The Federal Trade Commission (www.consumer.gov/idtheft) says your identity has been stolen when someone claiming to be you — using your Social Security number, credit-card number or other identifying information — makes purchases, opens new lines of credit or commits other kinds of fraud.
The FTC says people whose identities have been stolen can spend exorbitant amounts of time and money trying to clean up the mess thieves have made of their good name and credit record. The victim might lose job opportunities and be refused loans, education, housing or cars. They might even get arrested. According to the Identity Theft Resource Center (idtheftcenter.org), an estimated 7 million American consumers became victims of identity theft in 2002 alone.
Applied Digital Solutions Co. (adsx.com) is pushing a new product for protecting one's identity — VeriChip. A miniaturized radio-frequency identification device about the size of the point of a ballpoint pen, it's implanted under the skin. When an external scanner sends energy through the skin, the dormant VeriChip is energized. The chip emits a signal containing the verification number. This number is displayed on the scanner and sent to a secure data-storage site through the Internet or by telephone. Whatever information is stored under that number, such as the identity of the number-holder, is transmitted.
If you think this sounds like science fiction, you're not alone. Yet eight states already have local authorized VeriChip centers. Normally the chip is installed by a physician in the fleshy part of the upper arm. With a pre-assembled chip inserter, “there is very little discomfort — less than getting a shot,” according to Applied Digital Solutions’ product literature. The company is promoting its VeriChip as “a universal means of identification.”
Wal-Mart has mandated that its top 100 suppliers have all their cases and pallets “chipped” by Jan. 1, 2005, using this technology. But it might take as long as 10 years for radio-frequency identification device tags to become inexpensive enough to put on individual items in stores. The latter would mean bar codes would cease to exist. No more scanning individual items. All the items in your shopping cart would transmit by radio what they are and how much they cost.
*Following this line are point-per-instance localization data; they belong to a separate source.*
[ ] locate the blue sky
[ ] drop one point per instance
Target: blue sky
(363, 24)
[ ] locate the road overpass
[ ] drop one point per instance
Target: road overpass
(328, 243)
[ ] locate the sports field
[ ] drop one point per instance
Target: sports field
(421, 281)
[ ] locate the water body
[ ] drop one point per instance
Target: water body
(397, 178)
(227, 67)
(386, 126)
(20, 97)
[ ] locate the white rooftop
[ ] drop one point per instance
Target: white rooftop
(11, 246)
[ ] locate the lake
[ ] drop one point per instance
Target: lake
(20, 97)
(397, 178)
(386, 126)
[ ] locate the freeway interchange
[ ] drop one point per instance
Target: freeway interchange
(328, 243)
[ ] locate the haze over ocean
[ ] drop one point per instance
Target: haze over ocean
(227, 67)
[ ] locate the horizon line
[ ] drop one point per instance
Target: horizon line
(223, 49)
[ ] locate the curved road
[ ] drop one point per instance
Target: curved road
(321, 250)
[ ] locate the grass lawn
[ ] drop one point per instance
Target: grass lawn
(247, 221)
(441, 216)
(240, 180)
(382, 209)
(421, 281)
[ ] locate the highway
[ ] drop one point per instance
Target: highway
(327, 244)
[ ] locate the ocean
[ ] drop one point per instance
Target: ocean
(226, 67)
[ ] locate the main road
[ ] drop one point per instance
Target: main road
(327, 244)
Already some people have voiced concerns about privacy. Couldn't someone employ the same scanner out in the parking lot to track what people are buying as they come out of the store? This issue has already been answered by making the radio-frequency identification devices work only once.
The reason I mention Wal-Mart is that it seems to me radio-frequency identification device tagging of people is like bar-coding people — treating them like “things” instead of people. And it really doesn't solve identity theft.
First, if a device can be implanted, it can also be removed. Personally, I would rather have a credit card stolen than a chip cut out of my arm! Second, this identification number is not secure. People who scan it will see it.
And what about the possibility of this same technology being turned against the radio-frequency identification device wearer? For example, if you can be tagged, can't you also be tracked?
Now, to be fair, there are some good uses for this technology. For example, people with known health conditions might stand to benefit by bearing an embedded chip that contains critical, life-saving information should they lose consciousness.
However, the idea of everyone being tagged with this technology sounds like an Orwellian “big brother” situation come to life. It would be like someone was always watching you.
I'll stick with identity cards, credit cards and cash — at least they won't stick to me!
Brother John Raymond, co-founder of the Monks of Adoration, writes from Venice, Florida.